Re: Read a cell in Excel 2004
Re: Read a cell in Excel 2004
- Subject: Re: Read a cell in Excel 2004
- From: Paul Berkowitz <email@hidden>
- Date: Thu, 11 Nov 2004 00:12:19 -0800
On 11/10/04 10:03 PM, "David Wignall" <email@hidden> wrote:
> on 11/11/2004 9:22 AM, Paul Berkowitz at email@hidden wrote:
>
>> At first glance, I don't see anything that returns the type of format of the
>> cell values. I'm pretty sure that something like that _should_ be available,
>> but I don't know where.
>
> number format of range ("A1")
Right. Thank. Oddly, I just learned about this in VBA earlier today. What I
meant by the above sentence was that I expected that there would be a
property that returned whether the value of a particular cell happened to be
text, number, date or whatever. Instead it looks like you'd check for the
class of the 'value' (Unicode text, real, or date), and if 'real', then
check for the number format.

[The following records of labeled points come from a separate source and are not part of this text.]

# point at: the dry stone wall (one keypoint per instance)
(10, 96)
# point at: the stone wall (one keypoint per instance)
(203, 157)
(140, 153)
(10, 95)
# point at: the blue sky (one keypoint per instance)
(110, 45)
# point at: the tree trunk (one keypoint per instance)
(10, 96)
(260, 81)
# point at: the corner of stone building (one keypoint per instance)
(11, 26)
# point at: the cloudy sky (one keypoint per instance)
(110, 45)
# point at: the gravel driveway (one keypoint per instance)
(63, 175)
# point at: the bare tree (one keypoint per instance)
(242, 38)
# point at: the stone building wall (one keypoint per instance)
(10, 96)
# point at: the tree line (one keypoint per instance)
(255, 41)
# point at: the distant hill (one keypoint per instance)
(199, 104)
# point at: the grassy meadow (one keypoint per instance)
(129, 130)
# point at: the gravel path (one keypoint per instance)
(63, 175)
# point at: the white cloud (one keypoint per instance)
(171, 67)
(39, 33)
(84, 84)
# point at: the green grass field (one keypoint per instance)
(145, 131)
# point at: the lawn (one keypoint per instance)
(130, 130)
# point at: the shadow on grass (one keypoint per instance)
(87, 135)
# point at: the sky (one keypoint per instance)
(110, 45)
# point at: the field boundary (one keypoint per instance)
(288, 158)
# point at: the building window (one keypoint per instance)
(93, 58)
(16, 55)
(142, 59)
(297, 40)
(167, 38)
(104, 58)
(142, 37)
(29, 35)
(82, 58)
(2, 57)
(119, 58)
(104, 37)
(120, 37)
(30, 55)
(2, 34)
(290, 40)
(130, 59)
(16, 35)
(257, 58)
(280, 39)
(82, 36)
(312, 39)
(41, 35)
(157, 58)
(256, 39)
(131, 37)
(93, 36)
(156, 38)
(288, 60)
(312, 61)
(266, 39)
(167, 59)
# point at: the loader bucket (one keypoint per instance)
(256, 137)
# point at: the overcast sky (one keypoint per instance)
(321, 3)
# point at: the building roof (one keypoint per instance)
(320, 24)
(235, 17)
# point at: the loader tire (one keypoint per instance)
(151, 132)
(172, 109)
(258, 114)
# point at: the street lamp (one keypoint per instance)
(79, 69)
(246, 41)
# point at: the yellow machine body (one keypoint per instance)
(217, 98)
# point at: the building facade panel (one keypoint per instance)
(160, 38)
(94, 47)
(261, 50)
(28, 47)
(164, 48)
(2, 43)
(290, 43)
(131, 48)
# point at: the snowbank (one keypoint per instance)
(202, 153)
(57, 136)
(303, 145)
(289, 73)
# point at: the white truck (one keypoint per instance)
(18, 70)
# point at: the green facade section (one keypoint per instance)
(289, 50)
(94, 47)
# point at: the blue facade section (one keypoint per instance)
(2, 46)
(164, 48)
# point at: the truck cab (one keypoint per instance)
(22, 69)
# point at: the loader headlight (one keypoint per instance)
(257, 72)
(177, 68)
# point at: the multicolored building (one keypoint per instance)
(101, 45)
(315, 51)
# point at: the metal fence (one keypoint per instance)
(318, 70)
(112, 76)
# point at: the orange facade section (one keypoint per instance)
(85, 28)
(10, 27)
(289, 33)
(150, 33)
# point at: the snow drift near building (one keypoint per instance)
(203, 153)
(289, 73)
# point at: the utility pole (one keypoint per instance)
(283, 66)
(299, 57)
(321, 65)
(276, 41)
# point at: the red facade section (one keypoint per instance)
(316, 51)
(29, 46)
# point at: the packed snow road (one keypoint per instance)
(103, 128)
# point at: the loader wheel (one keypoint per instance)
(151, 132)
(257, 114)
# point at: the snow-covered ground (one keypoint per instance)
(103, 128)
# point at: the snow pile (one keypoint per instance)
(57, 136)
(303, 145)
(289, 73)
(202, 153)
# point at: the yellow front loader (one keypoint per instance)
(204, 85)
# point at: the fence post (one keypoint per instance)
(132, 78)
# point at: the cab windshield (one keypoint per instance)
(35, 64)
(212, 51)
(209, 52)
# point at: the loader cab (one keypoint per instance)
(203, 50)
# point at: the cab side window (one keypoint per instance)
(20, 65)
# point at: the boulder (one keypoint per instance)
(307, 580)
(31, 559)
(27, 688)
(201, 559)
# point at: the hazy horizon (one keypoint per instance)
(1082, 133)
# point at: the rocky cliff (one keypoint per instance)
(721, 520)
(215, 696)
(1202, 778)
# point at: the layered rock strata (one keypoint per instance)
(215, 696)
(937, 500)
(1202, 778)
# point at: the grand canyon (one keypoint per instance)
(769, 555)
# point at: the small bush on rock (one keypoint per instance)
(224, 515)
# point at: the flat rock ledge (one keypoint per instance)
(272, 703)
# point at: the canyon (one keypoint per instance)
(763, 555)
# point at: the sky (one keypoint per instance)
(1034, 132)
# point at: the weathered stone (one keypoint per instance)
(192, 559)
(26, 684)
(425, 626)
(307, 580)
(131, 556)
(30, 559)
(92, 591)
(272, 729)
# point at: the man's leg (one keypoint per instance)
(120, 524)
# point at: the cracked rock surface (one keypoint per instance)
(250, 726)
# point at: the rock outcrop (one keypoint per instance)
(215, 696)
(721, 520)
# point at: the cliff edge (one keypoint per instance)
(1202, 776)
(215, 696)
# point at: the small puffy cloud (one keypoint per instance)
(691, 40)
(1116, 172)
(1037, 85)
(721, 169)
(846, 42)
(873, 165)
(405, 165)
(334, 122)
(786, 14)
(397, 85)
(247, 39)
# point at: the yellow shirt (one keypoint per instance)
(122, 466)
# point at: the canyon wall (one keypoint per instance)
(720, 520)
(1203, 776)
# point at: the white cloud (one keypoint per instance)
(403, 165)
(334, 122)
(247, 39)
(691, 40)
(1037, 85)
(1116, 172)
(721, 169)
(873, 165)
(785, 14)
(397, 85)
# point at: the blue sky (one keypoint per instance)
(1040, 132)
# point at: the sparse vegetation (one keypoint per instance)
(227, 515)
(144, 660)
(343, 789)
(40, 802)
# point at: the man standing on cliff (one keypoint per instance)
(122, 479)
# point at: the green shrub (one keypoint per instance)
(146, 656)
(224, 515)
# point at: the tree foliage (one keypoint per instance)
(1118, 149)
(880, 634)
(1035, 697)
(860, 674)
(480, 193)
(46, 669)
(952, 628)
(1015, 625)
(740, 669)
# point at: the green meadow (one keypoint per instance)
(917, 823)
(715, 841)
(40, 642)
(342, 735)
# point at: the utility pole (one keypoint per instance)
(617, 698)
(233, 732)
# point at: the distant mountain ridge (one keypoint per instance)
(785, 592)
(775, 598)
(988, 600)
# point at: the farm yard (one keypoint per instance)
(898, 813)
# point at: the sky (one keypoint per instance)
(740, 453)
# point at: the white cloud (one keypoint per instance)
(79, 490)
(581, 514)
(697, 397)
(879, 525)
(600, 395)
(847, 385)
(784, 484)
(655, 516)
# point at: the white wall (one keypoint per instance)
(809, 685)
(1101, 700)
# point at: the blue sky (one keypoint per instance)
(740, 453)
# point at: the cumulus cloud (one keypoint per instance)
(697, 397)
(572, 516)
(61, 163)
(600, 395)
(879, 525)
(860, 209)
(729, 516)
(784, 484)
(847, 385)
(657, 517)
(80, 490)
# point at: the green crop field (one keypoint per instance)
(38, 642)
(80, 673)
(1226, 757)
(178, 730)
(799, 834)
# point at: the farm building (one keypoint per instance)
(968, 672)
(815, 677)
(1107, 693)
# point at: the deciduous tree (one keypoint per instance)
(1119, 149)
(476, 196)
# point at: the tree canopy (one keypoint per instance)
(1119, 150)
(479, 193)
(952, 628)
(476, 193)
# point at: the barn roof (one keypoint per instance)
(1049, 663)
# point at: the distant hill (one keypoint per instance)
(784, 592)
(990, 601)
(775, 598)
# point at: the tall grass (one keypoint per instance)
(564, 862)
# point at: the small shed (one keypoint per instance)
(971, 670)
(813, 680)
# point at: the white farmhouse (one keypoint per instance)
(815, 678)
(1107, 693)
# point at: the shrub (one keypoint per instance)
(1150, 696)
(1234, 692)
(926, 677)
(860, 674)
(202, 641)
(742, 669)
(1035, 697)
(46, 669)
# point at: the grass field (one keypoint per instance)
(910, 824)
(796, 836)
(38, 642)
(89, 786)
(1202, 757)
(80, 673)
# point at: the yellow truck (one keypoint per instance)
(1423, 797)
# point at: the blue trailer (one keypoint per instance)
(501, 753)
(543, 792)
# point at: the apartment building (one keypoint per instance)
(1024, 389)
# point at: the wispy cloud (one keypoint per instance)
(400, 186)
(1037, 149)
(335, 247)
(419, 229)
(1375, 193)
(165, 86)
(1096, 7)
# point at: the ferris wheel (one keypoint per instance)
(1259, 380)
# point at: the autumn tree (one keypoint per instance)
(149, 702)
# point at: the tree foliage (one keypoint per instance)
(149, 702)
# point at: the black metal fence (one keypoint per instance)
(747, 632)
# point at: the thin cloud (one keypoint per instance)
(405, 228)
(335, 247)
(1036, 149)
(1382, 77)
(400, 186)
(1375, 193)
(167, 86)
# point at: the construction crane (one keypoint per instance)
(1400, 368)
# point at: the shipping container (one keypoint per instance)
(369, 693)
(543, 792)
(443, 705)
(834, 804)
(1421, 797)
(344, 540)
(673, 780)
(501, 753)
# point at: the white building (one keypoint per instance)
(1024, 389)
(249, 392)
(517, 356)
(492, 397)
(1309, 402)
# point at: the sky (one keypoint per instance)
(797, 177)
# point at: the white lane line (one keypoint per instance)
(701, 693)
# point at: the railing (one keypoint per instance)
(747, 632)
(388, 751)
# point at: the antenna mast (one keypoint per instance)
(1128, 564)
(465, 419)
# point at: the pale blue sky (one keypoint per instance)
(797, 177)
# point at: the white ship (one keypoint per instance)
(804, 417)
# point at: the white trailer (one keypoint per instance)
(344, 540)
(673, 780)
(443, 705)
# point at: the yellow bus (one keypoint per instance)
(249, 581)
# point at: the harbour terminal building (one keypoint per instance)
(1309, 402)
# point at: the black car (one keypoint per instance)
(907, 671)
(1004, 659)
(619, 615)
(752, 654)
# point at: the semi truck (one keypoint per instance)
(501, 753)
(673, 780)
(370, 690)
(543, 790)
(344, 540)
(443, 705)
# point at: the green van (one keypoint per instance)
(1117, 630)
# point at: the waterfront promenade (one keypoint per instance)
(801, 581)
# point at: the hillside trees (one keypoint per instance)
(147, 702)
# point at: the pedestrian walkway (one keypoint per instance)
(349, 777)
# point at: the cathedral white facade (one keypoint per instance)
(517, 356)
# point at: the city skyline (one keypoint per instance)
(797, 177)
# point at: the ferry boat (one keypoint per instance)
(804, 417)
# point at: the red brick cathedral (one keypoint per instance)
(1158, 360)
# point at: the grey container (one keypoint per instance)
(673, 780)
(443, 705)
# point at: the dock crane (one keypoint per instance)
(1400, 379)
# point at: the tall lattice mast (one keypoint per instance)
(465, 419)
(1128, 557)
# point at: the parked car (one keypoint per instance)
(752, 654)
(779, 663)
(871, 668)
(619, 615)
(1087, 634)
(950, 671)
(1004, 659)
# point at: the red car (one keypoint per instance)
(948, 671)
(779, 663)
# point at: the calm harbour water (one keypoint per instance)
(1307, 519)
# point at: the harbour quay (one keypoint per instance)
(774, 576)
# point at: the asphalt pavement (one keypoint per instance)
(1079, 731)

If it's just a plain old number, where it
appears as an integer in Excel and as a real in AppleScript, the number
format is "General", as the Format/Cell also indicates.
E.g. It appears as 8000:
value of cell "D2"
--> 8000.0
number format of cell "D2"
--> "General"
If I set Format/Cell to "Number" then it appears as 8,000.00 in Excel and
value of cell "D2"
--> 8000.0
number format of cell "D2"
--> "0.00"
or to however many decimal places have been selected in Format/Cell. This is
good.
But if I change Format/Cell to "Currency", it appears as $8,000.00 in Excel
but, as Nan said:
value of cell "D2"
--> missing value
number format of cell "D2"
--> "$#,##0.00"
It seems to me that the value should still be 8000.00, not 'missing value'.
>
> -- "$#,##0.00"
>
> or
>
> -- "[$$-1409]#,##0.00"
>
> if I choose $ NZ for the currency symbol or
>
> -- "_($* #,##0.00_);_($* (#,##0.00);_($* \"-\"??_);_(@_)"
>
> if I select the basic Accounting format. Working on the entirely valid
> assumption that it is the same as VBA then you can't pick up the 'category'
> of the format, as presented in the interface, but you can read/set the
> format of a range object; string or nowadays Unicode text. If you want to
> know the category then you have to parse the text. This was the advantage of
> 'text of range.' Shame that it's gone. It's still there in VBA:
> Range("A1").Text
It's not gone. It's 'string value' (as I said in an earlier message today):
string value of cell "D2"
--> "$8,000.00"
I've tested every possible setting. 'number format' always has a value (even
if you've entered text, not a number), as does 'string value' - which is
parseable, as you say. But 'value' retains the same real (8000.0) value in
all cases except when the format was set to Currency or Accounting. In those
two cases (including all the variants within them) it returns 'missing
value'. I'm sure that must be a bug - I'll report it now.